The original thought came from my editor who suggested I write another Seaside book. I love that setting of a Jersey shore town like Ocean City, NJ, where my parents met and where I met my husband. I did the four Seaside Seasons books in that setting, and since I was out of seasons, I hadn’t thought too much about more until Julee suggested it. I lifted Greg, the cop in the first four books, and made him my hero. Carrie just came alive in my imagination.
Starting out, who were the authors who inspired you? Who inspires you now?
When I started, there was very little Christian fiction. I loved Mary Stewart, Victoria Holt and Phyllis Whitney (after I outgrew Nancy Drew). Romantic suspense continues to be my favorite genre for reading and writing.
How does your faith influence your writing?
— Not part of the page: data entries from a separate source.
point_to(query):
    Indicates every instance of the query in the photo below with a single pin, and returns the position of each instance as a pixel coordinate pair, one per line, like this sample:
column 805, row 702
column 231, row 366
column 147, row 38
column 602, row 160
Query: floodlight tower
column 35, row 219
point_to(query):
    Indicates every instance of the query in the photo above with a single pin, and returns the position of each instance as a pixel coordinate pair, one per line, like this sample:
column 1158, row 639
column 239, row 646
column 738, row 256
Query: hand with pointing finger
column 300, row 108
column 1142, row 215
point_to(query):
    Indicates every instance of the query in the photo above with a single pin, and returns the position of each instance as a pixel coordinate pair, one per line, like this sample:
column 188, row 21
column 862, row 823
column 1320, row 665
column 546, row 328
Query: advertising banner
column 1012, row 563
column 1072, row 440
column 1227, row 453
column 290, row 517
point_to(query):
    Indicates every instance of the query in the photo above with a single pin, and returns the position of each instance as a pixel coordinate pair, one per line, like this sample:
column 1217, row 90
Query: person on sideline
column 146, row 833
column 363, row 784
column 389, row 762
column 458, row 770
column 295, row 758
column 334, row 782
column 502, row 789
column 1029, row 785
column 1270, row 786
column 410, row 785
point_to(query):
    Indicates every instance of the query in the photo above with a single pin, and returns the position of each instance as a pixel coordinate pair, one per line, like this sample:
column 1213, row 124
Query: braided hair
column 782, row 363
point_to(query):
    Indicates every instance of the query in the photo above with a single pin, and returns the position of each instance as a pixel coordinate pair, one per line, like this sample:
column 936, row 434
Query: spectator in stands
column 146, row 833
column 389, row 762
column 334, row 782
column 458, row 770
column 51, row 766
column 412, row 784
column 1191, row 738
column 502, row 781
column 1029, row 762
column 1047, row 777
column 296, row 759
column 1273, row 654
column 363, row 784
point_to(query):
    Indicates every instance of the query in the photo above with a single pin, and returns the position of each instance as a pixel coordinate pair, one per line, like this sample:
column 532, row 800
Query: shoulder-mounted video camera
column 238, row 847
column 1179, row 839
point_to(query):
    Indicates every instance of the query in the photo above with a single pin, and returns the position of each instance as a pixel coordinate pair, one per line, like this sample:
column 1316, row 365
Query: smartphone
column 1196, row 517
Many people write good stories but even though they are writing of life and death, too many don’t even consider the deeper questions about God and the meaning of life we all have. It’s my responsibility and my joy to add the spiritual arc to a book, to consider life and death, relationships and our relationship with God in light of Scripture. If I have some answers to offer and some questions to ask about the spiritual areas of life, I can’t not write of them. The trick is to write such a good story with characters so real that there’s no sense of lecture or sermon.
How long have you known you wanted to be an author?
Being a writer is one of those wonderful God-surprises that sometimes appear in our lives. I was a teacher until we had our kids. Then I wanted to stay home with them, but I missed the intellectual challenge of being with adults. I started to write just to fill that void and found I loved it. I thought I might as well write something I could sell, so I did. Sounds simple, doesn’t it? It was probably more a case of ignorance on my part and grace on God’s.
What do you most hope that readers get from reading your work?
I want people to have a great read, a given for a novelist, but I also want them to think about the questions my characters ask and the answers they seek. The thing I like about fiction is that it shows patterns of living and the consequences of the choices the characters make. Right now I am writing a blog, www.widowsjourney.com, a different kind of writing that grows out of my life and my recent experience.